The most important issue of the debate is an ethical one. These public assets were built by the State with the help of taxpayers' money. The users of these assets normally pay nominal charges (say road tax of the vehicle, purchase of railway tickets at a nominal price, etc.) to cover the operational and maintenance expenses of the assets. Once these assets will be rented to the corporates, they will enjoy total control of the operation and impose additional taxes (like the exorbitant toll tax one has to pay while using highways built under the PPP model. In NMP, the actual owners of the public assets (citizens of the country) will be compelled to pay additional charges for using the same! It is also not clear; the new asset thus created through asset recycling would remain under state control or be rented again to private entities!

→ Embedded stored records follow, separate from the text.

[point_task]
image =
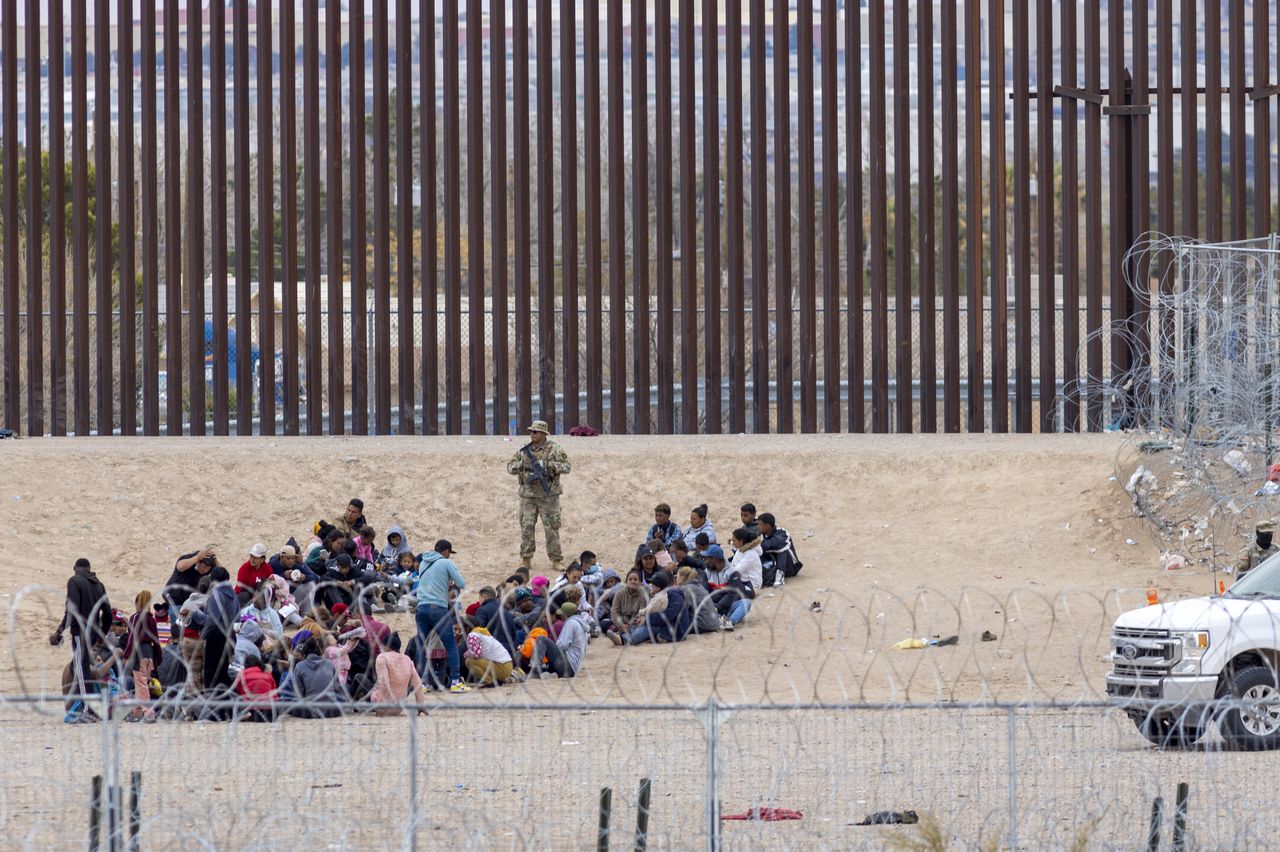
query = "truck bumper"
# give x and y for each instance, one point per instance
(1146, 694)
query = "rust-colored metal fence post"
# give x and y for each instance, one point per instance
(568, 210)
(666, 338)
(382, 220)
(150, 237)
(1022, 219)
(688, 225)
(782, 213)
(927, 247)
(475, 220)
(878, 202)
(711, 375)
(735, 260)
(430, 215)
(617, 225)
(36, 238)
(196, 337)
(545, 219)
(104, 247)
(521, 216)
(405, 215)
(334, 270)
(807, 206)
(498, 188)
(592, 211)
(903, 283)
(312, 218)
(640, 211)
(855, 285)
(218, 213)
(760, 221)
(949, 255)
(266, 224)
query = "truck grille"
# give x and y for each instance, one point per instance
(1136, 632)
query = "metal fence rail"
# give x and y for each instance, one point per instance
(261, 193)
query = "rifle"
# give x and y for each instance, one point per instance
(536, 472)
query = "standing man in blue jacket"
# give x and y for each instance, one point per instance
(434, 610)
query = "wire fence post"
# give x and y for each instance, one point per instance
(412, 782)
(712, 719)
(1013, 777)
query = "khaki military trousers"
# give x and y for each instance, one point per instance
(545, 507)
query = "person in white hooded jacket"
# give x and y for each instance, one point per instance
(750, 573)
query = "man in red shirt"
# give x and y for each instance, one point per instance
(252, 573)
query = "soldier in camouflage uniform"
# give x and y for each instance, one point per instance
(1262, 548)
(538, 499)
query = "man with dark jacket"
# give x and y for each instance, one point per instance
(216, 622)
(780, 559)
(88, 615)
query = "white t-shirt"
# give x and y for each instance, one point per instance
(746, 563)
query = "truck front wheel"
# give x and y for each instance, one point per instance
(1252, 722)
(1170, 731)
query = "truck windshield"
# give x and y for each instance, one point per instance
(1264, 580)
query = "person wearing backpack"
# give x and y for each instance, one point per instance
(780, 560)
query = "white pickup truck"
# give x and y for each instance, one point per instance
(1179, 667)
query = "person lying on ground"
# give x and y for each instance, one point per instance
(488, 660)
(663, 527)
(252, 573)
(698, 523)
(396, 679)
(624, 608)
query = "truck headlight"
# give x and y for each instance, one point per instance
(1194, 644)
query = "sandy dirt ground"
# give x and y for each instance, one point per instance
(901, 536)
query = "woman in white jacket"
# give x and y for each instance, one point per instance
(750, 573)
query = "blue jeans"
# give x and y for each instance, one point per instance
(440, 621)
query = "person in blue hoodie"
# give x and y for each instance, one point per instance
(434, 609)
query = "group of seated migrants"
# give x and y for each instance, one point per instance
(297, 632)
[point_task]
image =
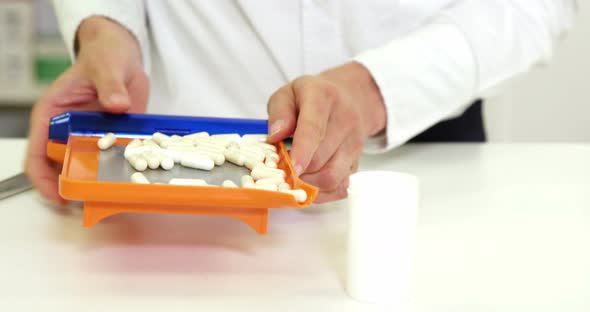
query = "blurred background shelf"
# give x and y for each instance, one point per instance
(21, 97)
(32, 55)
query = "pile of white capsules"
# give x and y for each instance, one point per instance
(203, 151)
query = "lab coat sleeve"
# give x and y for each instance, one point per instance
(466, 50)
(129, 13)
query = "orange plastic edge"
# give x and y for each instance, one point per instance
(102, 199)
(56, 151)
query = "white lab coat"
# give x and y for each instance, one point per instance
(430, 58)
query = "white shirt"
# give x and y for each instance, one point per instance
(430, 58)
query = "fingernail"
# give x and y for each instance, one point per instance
(276, 127)
(117, 98)
(298, 169)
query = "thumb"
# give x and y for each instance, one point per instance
(282, 114)
(112, 93)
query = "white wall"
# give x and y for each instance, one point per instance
(550, 103)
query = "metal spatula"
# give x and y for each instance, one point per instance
(14, 185)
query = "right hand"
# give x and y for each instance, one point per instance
(108, 76)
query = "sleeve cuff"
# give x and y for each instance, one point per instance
(423, 77)
(129, 13)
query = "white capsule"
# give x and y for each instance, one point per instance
(159, 137)
(246, 180)
(229, 183)
(266, 187)
(188, 182)
(234, 156)
(152, 159)
(166, 163)
(253, 149)
(269, 181)
(137, 162)
(198, 135)
(139, 178)
(218, 158)
(250, 163)
(196, 161)
(260, 171)
(176, 155)
(299, 194)
(106, 141)
(284, 186)
(254, 137)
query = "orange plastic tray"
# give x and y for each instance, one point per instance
(78, 181)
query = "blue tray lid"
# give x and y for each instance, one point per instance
(142, 125)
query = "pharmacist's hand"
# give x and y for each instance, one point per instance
(329, 116)
(107, 76)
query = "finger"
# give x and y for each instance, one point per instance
(282, 114)
(315, 104)
(341, 125)
(111, 90)
(340, 192)
(342, 164)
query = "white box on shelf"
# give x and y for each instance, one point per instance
(16, 45)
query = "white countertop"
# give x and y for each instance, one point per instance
(501, 228)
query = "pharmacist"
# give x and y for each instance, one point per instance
(340, 76)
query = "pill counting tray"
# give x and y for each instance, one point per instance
(101, 178)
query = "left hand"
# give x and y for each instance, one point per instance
(329, 115)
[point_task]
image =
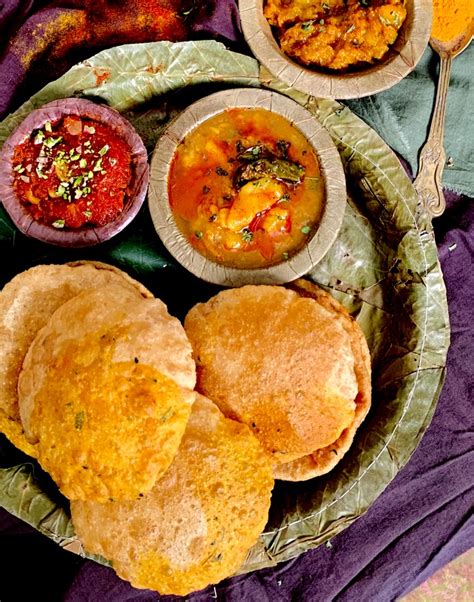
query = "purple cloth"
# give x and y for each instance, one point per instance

Experiences of other countries

A World Bank study suggests that considering the long-term nature (>25 years) and involvement of public assets, Asset Recycling (AR) requires clear policy, a regulatory and institutional framework, transparent processes, and political commitment. Experiences on Asset Recycling so far suggest that an AR strategy should have an end-to-end approach from asset selection, bundling, the right AR models, and new asset development.

Here, we shall briefly discuss the Russian experience where, during the change from communism to semi-capitalism, rose the oligarchs — a small number of individuals who used their political power to gain control over public assets.

The transition in Russia has not been a revolutionary jump to a market economy and democracy but an incremental process that has so far resulted in a hybrid system, aptly called 'oligarchic capitalism'. In India also, since 1991, when the Economic Reform was enforced on India in the form of liberalization, privatization, and globalization, crony capitalism began to flourish. In recent years, when the space of economic reform and privatization have gained new momentum, the economic might and political power of a few business houses have increased at an alarming rate. In this context, the rise of Russian Oligarchs has to be discussed to get an idea of where the NMP would lead the nation to, if Kaushik Basu's apprehension about Russia's experience becomes true for India also.

In 1991, a small group of Russians emerged from the collapse of the Soviet Union to claim ownership of some of the world's most valuable petroleum, natural gas, and metal deposits. This resulted in one of the world's greatest transfers of wealth. By 1997, five of those individuals were on Forbes magazine's list of the world's richest billionaires. Then, within a short span, there were 17 on this list. The emergence of this group, commonly referred to as the Russian oligarchs, is part of the story of the Russian post-Soviet economic reforms, described in Marshall Goldman's book, 'The Privatization of Russia: Russian Reform Goes Awry'.

In 1991, the new Russian government, under Boris Yeltsin, embarked on a course of reforms called 'shock therapy' with the ultimate goal of preventing the return of communism to Russia. The policy, which was fully supported by influential Western advisors, was to immediately free price controls and privatize state-owned enterprises as quickly as possible. Goldman argued that it was a mistake to focus only on the privatization of state sectors. "You've turned a state monopoly into a private monopoly, but the private monopoly doesn't operate with much difference," he commented.

Is Narendra Modi's India following the path of Russia under Boris Nikolayevich Yeltsin, and emerging into an Oligarchic state? The writings on the wall are bold and clear.